Viele Suizidüberlebende wollen sich gar nicht umbringen, sondern nur auf sich aufmerksam machen. Einen Hilferuf aussenden. War es bei Sandra auch so? "Hat man nicht immer Hoffnungen zu überleben? Ich wollte mich umbringen, weil ich verstanden werden wollte. Ich wollte einen Hilferuf aussenden, ob ich überlebe oder nicht, war mir in dem Augenblick jedoch vollkommen egal."

Leider ist es manchmal schwer zu erkennen, ob ein Jugendlicher suizidgefährdet ist, denn viele scheinen äußerlich noch ganz fröhlich zu sein. Sie lachen, unternehmen noch etwas. Doch der Schein trügt. Innerlich sieht es bei ihnen ganz und gar nicht fröhlich aus.

Die Ursachen für einen Suizid herauszufinden ist schwer. Meist sitzen sie tief in der Kindheit. Eine falsche Erziehung ist häufig ein Hauptgrund - die Vernachlässigung des Kindes, ständige Kritik am Kind, angstfördernde Erziehung, zu hohe Leistungserwartung oder gestörte Familienverhältnisse.

Doch der Selbstmordversuch folgt meist erst später, denn für einen Suizid gibt es immer einen plötzlichen Auslöser. Ein traumatisches Erlebnis wie der Verlust eines Elternteils durch Scheidung oder Tod, Probleme in der Schule oder Beruf oder Drogenprobleme.

Oft fühlen sich die Jugendlichen dann mit ihren Problemen allein. Sie blockieren völlig. Die Eltern sind häufig machtlos und erkennen die Situation erst, wenn es schon zu spät ist. Das Erschreckende ist: 85 Prozent derjenigen, die einen Suizidversuch unternommen haben, versuchen es noch ein zweites Mal.
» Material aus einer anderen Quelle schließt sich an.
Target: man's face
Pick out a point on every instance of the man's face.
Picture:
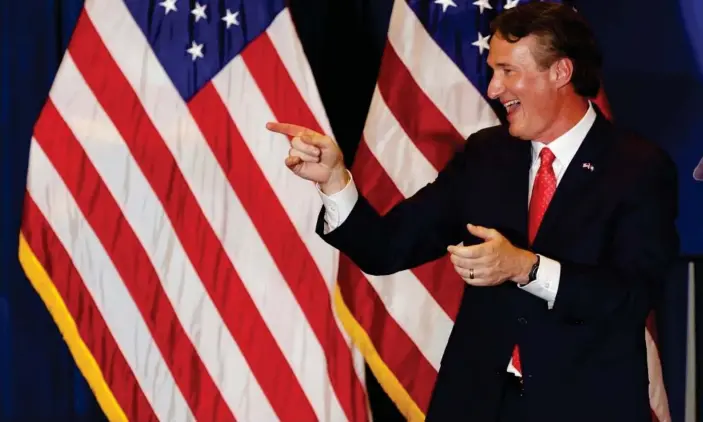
(528, 92)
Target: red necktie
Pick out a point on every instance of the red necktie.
(542, 192)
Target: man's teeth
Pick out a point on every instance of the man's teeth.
(511, 103)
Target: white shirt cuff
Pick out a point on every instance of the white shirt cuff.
(339, 205)
(546, 284)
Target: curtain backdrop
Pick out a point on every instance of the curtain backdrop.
(652, 80)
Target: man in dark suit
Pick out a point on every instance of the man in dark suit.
(561, 225)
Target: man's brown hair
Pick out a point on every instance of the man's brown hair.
(561, 32)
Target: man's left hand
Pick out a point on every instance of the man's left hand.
(492, 262)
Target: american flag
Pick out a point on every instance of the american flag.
(176, 252)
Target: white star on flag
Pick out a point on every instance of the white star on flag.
(199, 11)
(231, 18)
(168, 5)
(445, 4)
(482, 43)
(509, 4)
(482, 4)
(196, 50)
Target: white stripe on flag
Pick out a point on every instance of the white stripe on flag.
(416, 311)
(293, 57)
(145, 214)
(443, 82)
(282, 33)
(219, 204)
(395, 151)
(105, 286)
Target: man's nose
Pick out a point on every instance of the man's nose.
(495, 88)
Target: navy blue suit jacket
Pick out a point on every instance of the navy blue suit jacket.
(613, 231)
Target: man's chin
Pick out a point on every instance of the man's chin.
(516, 132)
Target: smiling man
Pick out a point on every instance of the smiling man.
(562, 226)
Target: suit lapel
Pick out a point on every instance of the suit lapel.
(579, 175)
(514, 189)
Auf die Frage, ob auch sie noch mal an einen Suizidversuch gedacht hat, antwortet Sandra: "Als ich im Krankenhaus lag schon. Ich fühlte wieder das Leid. Aber ich habe inzwischen gelernt, mit meinen Gefühlen umzugehen. Ich rede jetzt viel mehr über meine Probleme, das hilft mir sehr."
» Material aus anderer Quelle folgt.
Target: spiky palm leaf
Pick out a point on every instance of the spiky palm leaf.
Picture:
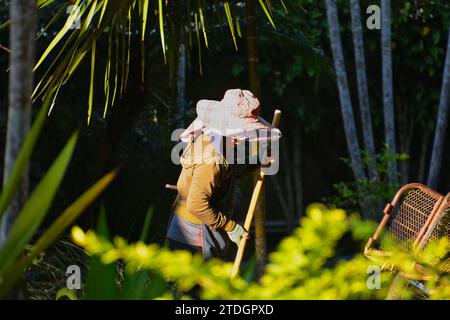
(114, 18)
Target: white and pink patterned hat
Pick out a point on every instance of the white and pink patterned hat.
(235, 116)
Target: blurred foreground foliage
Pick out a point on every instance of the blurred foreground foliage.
(304, 266)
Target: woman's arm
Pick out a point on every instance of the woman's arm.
(206, 178)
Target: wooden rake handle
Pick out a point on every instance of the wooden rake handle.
(252, 207)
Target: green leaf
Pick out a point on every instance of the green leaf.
(23, 159)
(91, 87)
(101, 278)
(34, 210)
(147, 221)
(226, 6)
(134, 286)
(161, 28)
(266, 11)
(54, 231)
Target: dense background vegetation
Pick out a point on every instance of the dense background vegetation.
(296, 76)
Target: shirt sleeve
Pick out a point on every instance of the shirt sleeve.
(206, 177)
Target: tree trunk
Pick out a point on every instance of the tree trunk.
(289, 191)
(22, 33)
(388, 102)
(255, 87)
(298, 185)
(421, 175)
(181, 84)
(344, 93)
(441, 124)
(363, 92)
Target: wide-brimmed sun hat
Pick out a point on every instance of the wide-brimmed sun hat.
(235, 117)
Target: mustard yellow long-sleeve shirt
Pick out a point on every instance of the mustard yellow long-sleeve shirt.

Was soll man nur machen? Als Eltern kann man nur die eigenen Kinder gut beobachten und entscheidende Veränderungen wahrnehmen und dann etwas unternehmen, zum Beispiel einen Psychologen aufsuchen.

Aber meistens ist es leider zu spät um zu helfen, dann finden die Angehörigen nur noch einen Brief auf dem Bett vom eigenen toten Kind, mit Liebesgrüßen und den Gedanken des Jugendlichen.